Les éléments principaux de ce matériau sont :
- le récit de la Passion par lequel les communautés commémoraient, dans leurs liturgies, la mort et
la résurrection de leur Seigneur ; ce récit a peut-être formé le noyau de la narration,
- des citations des Ecritures évoquant la figure du juste persécuté,
- des paraboles, controverses, miracles, déjà en partie travaillés et regroupées par la tradition orale,
- de petites collections de sentences que Marc a reprises ici et là.
Cela dit, « le ressort essentiel de la composition de Marc qui assure une cohérence théologique aux
traditions recueillies, a été désigné sous le terme de secret messianique. Il recouvre les ordres de silence
adressés par Jésus à ceux qu’il guérit ou, aux disciples après une révélation, et le thème de
l’incompréhension des disciples.
Ces deux thèmes font de la révélation une épiphanie secrète (M. Dibelius).

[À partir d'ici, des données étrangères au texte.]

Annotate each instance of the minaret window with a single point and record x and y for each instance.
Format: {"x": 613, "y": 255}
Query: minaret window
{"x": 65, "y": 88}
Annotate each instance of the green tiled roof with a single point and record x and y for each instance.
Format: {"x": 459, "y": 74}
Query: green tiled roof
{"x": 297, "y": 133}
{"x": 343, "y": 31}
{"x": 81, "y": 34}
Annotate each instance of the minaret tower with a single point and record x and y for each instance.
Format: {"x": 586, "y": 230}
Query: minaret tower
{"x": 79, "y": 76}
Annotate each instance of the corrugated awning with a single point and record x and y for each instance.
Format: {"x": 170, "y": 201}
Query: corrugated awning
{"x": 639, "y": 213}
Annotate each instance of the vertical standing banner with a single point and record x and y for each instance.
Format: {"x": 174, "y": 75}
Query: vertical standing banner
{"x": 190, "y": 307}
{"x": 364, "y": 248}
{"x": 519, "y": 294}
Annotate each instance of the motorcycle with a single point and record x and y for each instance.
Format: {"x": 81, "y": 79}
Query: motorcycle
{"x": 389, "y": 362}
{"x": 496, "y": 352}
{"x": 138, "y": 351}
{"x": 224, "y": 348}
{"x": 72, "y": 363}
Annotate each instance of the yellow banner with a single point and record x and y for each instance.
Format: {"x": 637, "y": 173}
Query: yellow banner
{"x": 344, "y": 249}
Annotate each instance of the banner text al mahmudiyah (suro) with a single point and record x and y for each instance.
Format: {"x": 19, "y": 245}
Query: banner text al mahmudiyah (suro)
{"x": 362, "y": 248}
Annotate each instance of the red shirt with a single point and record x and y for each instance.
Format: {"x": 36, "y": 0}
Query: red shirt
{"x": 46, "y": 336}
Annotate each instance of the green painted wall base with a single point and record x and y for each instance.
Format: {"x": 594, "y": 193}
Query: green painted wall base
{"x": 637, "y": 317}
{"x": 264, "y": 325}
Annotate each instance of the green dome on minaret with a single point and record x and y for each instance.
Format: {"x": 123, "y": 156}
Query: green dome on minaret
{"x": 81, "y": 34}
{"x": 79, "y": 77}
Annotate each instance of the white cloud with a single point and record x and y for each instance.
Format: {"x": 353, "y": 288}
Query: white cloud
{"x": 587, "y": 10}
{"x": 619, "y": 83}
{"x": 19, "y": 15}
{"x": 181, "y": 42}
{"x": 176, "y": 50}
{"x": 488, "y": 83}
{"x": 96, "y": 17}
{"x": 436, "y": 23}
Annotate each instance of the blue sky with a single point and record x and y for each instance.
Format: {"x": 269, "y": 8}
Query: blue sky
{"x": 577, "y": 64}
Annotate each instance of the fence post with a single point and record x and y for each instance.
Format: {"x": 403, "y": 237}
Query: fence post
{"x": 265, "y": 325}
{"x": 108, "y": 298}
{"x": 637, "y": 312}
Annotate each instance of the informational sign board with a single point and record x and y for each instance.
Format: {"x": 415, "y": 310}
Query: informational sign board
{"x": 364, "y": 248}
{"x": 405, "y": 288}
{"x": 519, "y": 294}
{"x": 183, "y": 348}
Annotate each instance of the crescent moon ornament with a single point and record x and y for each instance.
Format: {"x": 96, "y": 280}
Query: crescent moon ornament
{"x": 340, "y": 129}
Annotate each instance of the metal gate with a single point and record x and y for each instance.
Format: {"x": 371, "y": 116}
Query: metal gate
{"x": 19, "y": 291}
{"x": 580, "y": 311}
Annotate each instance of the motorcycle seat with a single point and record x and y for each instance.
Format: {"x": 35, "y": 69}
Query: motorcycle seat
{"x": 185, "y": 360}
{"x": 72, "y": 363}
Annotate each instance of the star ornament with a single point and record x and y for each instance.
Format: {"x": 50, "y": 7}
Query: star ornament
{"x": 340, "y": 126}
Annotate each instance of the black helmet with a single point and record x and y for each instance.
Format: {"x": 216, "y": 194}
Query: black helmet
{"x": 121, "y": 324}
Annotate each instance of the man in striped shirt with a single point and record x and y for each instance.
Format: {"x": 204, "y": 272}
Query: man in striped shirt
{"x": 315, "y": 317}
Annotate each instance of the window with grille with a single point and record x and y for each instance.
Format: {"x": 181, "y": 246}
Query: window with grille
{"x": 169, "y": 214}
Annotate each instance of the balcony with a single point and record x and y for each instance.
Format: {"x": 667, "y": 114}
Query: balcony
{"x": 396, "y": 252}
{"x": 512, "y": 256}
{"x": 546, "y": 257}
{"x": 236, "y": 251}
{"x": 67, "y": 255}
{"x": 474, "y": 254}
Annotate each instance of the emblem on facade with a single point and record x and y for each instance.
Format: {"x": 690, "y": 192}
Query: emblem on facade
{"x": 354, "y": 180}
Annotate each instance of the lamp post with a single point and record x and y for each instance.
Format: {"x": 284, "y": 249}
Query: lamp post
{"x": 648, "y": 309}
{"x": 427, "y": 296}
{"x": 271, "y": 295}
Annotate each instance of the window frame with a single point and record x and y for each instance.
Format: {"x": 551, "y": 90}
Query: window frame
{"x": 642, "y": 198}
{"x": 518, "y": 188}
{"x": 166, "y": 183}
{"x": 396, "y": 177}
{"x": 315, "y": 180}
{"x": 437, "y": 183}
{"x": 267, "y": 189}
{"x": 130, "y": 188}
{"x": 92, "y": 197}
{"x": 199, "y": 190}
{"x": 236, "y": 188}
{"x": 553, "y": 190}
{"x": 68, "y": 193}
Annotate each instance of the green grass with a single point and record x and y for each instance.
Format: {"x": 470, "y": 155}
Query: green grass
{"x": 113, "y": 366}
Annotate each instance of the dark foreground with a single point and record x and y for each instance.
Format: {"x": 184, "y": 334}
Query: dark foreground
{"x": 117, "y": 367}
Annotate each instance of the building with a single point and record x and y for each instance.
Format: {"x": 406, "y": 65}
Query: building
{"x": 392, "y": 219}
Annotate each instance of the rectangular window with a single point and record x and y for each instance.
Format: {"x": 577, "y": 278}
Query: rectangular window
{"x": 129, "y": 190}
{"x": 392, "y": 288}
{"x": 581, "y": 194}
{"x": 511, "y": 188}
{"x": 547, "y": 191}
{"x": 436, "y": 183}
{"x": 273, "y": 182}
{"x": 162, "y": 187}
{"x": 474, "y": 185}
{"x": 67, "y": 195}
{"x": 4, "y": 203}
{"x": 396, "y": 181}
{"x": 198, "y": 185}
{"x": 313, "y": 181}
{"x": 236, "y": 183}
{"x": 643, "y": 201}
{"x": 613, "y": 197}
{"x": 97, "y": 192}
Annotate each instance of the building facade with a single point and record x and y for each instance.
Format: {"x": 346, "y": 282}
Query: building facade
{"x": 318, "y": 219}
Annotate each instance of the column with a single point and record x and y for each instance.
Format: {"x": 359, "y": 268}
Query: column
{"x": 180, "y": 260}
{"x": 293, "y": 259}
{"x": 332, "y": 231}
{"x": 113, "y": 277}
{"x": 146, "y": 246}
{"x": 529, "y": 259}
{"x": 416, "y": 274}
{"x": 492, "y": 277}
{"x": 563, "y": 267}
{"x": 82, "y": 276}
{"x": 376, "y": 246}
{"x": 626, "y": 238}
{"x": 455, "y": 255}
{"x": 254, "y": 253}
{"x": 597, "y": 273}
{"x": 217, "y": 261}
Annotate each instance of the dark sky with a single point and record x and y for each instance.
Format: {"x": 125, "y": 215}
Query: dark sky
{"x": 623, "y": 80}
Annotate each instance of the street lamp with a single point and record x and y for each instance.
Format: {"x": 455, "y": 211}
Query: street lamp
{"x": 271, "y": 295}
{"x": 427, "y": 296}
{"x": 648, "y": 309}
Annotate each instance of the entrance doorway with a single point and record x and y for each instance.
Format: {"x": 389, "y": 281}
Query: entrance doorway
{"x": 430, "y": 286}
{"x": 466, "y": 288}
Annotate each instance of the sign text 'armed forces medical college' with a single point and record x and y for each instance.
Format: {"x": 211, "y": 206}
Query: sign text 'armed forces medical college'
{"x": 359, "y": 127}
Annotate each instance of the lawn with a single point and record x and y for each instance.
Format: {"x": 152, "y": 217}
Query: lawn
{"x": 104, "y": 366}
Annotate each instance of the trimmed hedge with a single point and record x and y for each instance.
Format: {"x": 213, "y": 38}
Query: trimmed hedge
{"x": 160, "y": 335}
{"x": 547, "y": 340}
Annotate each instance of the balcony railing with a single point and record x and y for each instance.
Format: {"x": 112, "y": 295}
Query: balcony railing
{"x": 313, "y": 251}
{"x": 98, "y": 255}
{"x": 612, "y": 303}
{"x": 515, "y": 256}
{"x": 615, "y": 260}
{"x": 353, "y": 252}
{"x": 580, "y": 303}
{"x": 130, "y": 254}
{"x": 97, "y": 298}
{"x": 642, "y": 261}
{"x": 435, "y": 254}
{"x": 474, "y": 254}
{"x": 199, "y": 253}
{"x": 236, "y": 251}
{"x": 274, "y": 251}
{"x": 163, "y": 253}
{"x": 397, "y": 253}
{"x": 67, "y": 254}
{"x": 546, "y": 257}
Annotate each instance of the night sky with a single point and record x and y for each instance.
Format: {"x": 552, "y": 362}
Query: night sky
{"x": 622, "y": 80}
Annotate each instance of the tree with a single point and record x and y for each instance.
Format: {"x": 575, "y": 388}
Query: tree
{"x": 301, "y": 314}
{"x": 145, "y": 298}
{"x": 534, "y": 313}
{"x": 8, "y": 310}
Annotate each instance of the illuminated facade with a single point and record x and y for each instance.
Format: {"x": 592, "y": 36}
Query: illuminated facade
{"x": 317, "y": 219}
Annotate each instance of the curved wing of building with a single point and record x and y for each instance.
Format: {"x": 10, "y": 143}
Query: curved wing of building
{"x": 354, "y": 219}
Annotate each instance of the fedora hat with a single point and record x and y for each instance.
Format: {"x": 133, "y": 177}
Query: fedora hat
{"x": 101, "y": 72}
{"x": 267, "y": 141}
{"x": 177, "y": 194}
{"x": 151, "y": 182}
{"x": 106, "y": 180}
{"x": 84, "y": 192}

Quelques points caractéristiques de l’évangile de Marc
1. Dans sa visée théologique, dès les premières lignes, l’écrit déclare explicitement l’intérêt porté à
« l’Evangile de Jésus Christ, Fils de Dieu ». Evangile est la Bonne Nouvelle apportée et destinée à
tous les hommes et dont l’accueil définit la foi chrétienne. Le mot Evangile revient 7 fois dans le
texte (bien moins présent chez Matthieu et Luc). C’est dire son importance. A cet égard, deux
affirmations sont fortes chez Marc : - le rôle de l’Eglise est de continuer et d’actualiser le message
et l’œuvre de Jésus ; - le souci missionnaire de l’expansion de l’Evangile.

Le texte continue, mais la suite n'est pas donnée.